Commentary: We're All Tech Investors Now

Three cheers for Cisco Systems. Let's whoop it up for Microsoft. Go Intel, go Sun, go Dell. If you're invested in the U.S. stock market at all, you had better join the cheering section for the entire technology sector. Even if you don't own a single tech share because you believe the stocks are overpriced, pray for tech. Your financial future depends on what happens to those stocks.

We're all tech investors now.

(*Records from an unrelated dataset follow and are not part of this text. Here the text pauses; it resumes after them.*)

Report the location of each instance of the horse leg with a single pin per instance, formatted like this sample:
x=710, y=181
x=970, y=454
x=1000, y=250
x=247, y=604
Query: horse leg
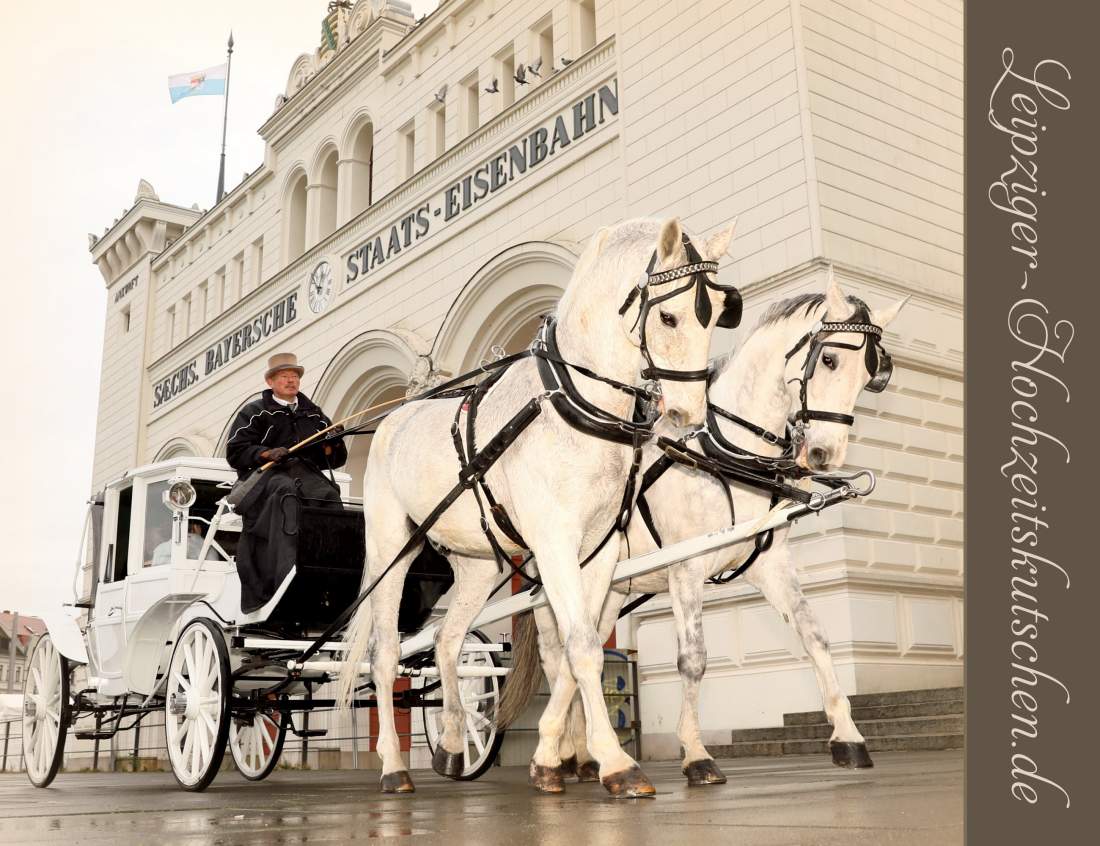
x=685, y=590
x=547, y=773
x=583, y=661
x=569, y=733
x=774, y=575
x=473, y=580
x=587, y=769
x=387, y=530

At the end of the third quarter, the 65 technology stocks in the Standard & Poor's 500-stock index accounted for a shade under 25% of the index' market capitalization, compared with 19% in December and a mere 7% in 1992. (chart).

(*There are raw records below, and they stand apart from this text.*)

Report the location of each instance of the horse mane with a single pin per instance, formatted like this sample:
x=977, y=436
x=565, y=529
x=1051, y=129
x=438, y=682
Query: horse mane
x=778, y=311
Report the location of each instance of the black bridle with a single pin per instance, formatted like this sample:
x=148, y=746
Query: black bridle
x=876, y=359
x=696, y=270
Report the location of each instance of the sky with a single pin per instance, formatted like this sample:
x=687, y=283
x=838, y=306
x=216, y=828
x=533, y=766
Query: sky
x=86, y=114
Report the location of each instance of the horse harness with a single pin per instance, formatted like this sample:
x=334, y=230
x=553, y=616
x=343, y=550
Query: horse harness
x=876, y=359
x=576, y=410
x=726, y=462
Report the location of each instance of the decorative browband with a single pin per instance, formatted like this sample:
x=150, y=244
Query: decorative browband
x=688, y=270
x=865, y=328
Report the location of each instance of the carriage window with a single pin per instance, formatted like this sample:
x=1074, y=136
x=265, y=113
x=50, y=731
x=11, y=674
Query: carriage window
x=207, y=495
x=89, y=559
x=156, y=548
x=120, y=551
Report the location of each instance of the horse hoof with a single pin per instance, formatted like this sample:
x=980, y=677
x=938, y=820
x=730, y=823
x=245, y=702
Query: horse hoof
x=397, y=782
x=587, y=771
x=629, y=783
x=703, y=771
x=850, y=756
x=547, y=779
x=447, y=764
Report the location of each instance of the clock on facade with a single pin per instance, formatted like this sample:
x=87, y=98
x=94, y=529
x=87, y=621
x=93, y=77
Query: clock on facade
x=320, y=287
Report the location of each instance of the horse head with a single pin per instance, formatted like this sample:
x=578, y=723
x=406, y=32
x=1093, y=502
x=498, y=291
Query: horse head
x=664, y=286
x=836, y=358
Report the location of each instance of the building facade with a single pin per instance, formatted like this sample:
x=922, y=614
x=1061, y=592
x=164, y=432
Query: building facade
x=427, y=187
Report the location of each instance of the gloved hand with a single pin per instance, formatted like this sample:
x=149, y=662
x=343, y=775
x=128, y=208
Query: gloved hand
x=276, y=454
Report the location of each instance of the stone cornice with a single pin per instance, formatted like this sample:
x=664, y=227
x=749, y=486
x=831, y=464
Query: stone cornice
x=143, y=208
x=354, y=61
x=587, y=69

If you are one of the millions of investors who have sunk some $750 billion into S&P index funds, either directly or through a 401(k) plan, one out of every four of your dollars is now in tech stocks.

BULGING SECTOR. Technology stocks surged from 21% to 25% during the third quarter. That's because tech made gains of 4.4% while other sectors lost ground. If not for tech stocks, notes portfolio strategist Leah Modigliani of Morgan Stanley Dean Witter, the S&P would have been down 9% during the quarter and down 1% year to date. With tech's contribution, the quarterly loss was 6.6%, and 1999 performance remained positive at 5.3%.

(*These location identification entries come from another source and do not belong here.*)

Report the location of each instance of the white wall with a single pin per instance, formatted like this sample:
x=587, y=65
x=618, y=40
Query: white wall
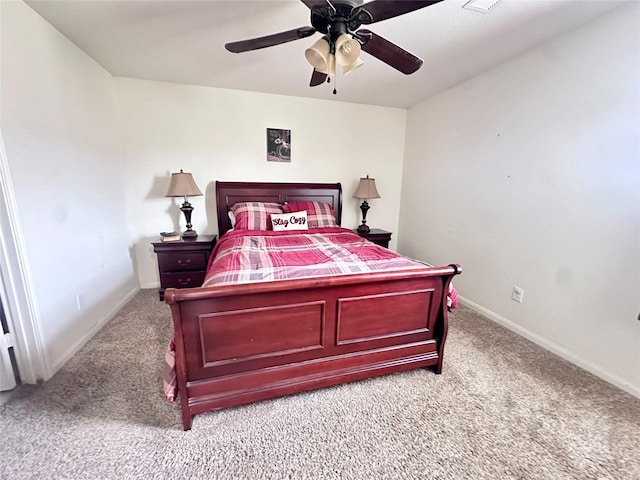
x=62, y=146
x=219, y=134
x=529, y=175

This tech bulge is not just a quirk of the S&P. The Russell 1000, a broader large-cap index, is 21.5% tech, too. And just about any U.S. diversified mutual fund that's making tracks these days is fueled by tech stocks as well.

One explanation for most funds' sluggish results is that they haven't invested enough in technology. "If tech is 25% of the market and you're underweighted in tech, it will take extraordinary stock picking to beat the S&P," says Thomas D. Stevens, chief investment officer for Wilshire Asset Management.

There is a downside to the market's dependence on tech stocks. They are more volatile, and contribute to sharp swings in the market that unnerve investors. Moreover, while tech companies account for one-quarter of the market cap, they contribute only 12.6% of operating earnings. So if one big tech player disappoints at profit time, the bad news reverberates over a large swath of the market. After the market closed on Oct. 12, Intel reported profits came in a few cents per share shy of expectations. That helped send the S&P down 2.1% the next day.

History shows any one sector cannot maintain its dominance forever. Energy peaked at 30% of the S&P in 1980, and it's now 6.3%. And consumer staples jumped to over 20% in the early 1990s, but they're only half of that today.

Commentary: We're All Tech Investors Now

Still, there's a powerful case to be made that tech will rule for years. Investment strategist Jeffrey M. Applegate of Lehman Brothers urges clients to overweight technology in their funds because the companies are the principal beneficiaries of a powerful macroeconomic trend: the substitution of capital for labor. Driven by the falling cost of technology, capital-goods prices are declining at a 4% annual rate while labor costs are increasing by 3%. Says Applegate: "If these aren't the growth stocks of our era, I don't know what are."

And whether or not you invest in these companies, it's hard to imagine that the 75% of the market that's not technology would remain healthy if these stocks got sick. Let's go, tech.